Raeth looked away, chewed on her lower lip for a moment and then said miserably. "Because now we know there's a civil war in heaven. There are angels who joined Uriel and we don't know who they are. Castiel was trying not to kill him. He never drew his angel blade. He was trying to take him alive so he could be questioned. Anna apparently didn't care. We'll be more careful who we trust now. We'll have to be."
Something in Sam's expression changed, as if he was just realizing the selfish jerk he was being.
"I'm sorry, Raeth," he said, sincerely, turning his arm and drawing it back so that he could take her hand. "This can't be easy for you. These are your brothers and sisters." His sudden concern caught her off guard. She tried to pull her hand back but he held it tighter. "And I'm sorry for thinking that Dean was deliberately left in Hell. Castiel explained it to me. I wish someone had realized what Lilith was doing sooner and gotten him out sooner. But I'm forgetting to be grateful to all of you for getting him out at all. I know he was there of his own free will. But it was because of me that he made the choice in the first place."
Let go of your guilt, Sam. She longed to say it out loud but didn't. He had somehow managed to turn a corner from being angry and she didn't want to put him on the defense again.
She stood up, pulling him along with her. He almost spilled what was left of his coffee.
"Hey!" He said.
"Let me take you somewhere nice, away from here. Castiel is with Dean. I can promise you he'd burn down the world at the moment to protect him."
Sam pulled another one of those sad smiles. "Isn't that what we're supposed to be preventing? The world burning down?"
"We can't prevent it if anything happens to Dean. He'll have a host of angels guarding him now. But you are my responsibility and you need to rest."
"Okay so where are going?" Sam hadn't let go of her hand, but he was picking up her Danish from the table and grabbing his coat with his other hand.
"Do you trust me?"
The way his eyes flickered for a moment, looking away, considering and then returning to her said that he had actually had to think about it for a moment. Please, Sam. Please. Don't trust a demon more than you trust your guardian angel…..
He exhaled and nodded once, curtly but resolutely. He tossed the coffee in the can by the door as she dragged him out of the cafeteria and ultimately out of the hospital all together. They walked into the parking lot and then out of that too, heading for the park across the street. Once there she led him to the shadow of a giant oak.
"I will bring you back the moment you ask me to, sooner if I think you need it," she swore.
"Okay," he said, uncertainly. "Where are we going?"
"You'll see."
A moment later Sam was standing in one of the most luxurious hotel rooms he'd ever seen.
"Oh my god," he said, looking around. "Where are we?"
"We're at a hotel about 5 miles for the hospital.

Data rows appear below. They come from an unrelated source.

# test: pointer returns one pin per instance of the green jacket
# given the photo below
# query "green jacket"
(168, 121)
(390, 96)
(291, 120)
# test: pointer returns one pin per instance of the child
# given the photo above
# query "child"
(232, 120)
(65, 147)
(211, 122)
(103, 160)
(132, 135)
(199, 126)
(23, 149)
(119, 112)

You could take a cab to your brother if you wanted."
Sam nodded, satisfied. The room wasn't particularly large, but there was a king sized bed taking up most of it. The view of the surroundings from the sliding glass door was spectacular – the softly setting sun and the lights of the city just starting to come on.

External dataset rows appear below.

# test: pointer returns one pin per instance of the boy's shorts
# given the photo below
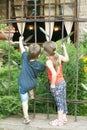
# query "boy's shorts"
(24, 97)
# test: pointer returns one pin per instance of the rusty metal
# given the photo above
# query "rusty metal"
(36, 19)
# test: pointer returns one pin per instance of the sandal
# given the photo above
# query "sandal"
(65, 120)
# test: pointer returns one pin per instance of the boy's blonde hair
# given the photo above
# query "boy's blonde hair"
(34, 51)
(50, 48)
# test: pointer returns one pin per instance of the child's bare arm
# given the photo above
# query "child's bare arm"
(22, 49)
(65, 56)
(51, 67)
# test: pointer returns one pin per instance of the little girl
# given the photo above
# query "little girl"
(57, 82)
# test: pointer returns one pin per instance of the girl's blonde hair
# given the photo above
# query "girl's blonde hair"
(34, 51)
(50, 48)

"It's paid for," she assured him, "and we're registered. No one will bother us. Why don't you go take a shower, as long and hot as you want, and I'll order something to eat?"
Sam scratched his fingers through his scalp and thought about being thoroughly clean and it was suddenly heavenly to imagine.

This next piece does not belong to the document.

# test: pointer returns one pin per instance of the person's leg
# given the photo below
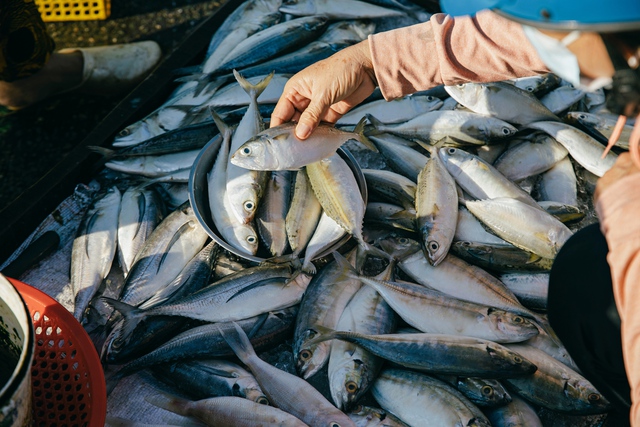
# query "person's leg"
(61, 73)
(582, 312)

"Yeah, sure," he said, trying to regain his balance in a world where he was murdering a powerful demon one moment and then going to take a long, hot shower in a luxury hotel the next.
Not to mention that his guardian angel was going to order him room service.
"Sam," the angel said, "I can feel you thinking. Just go relax now. Nothing else is going to happen tonight."
Believing her and, at last, trusting her, Sam went to do as she suggested.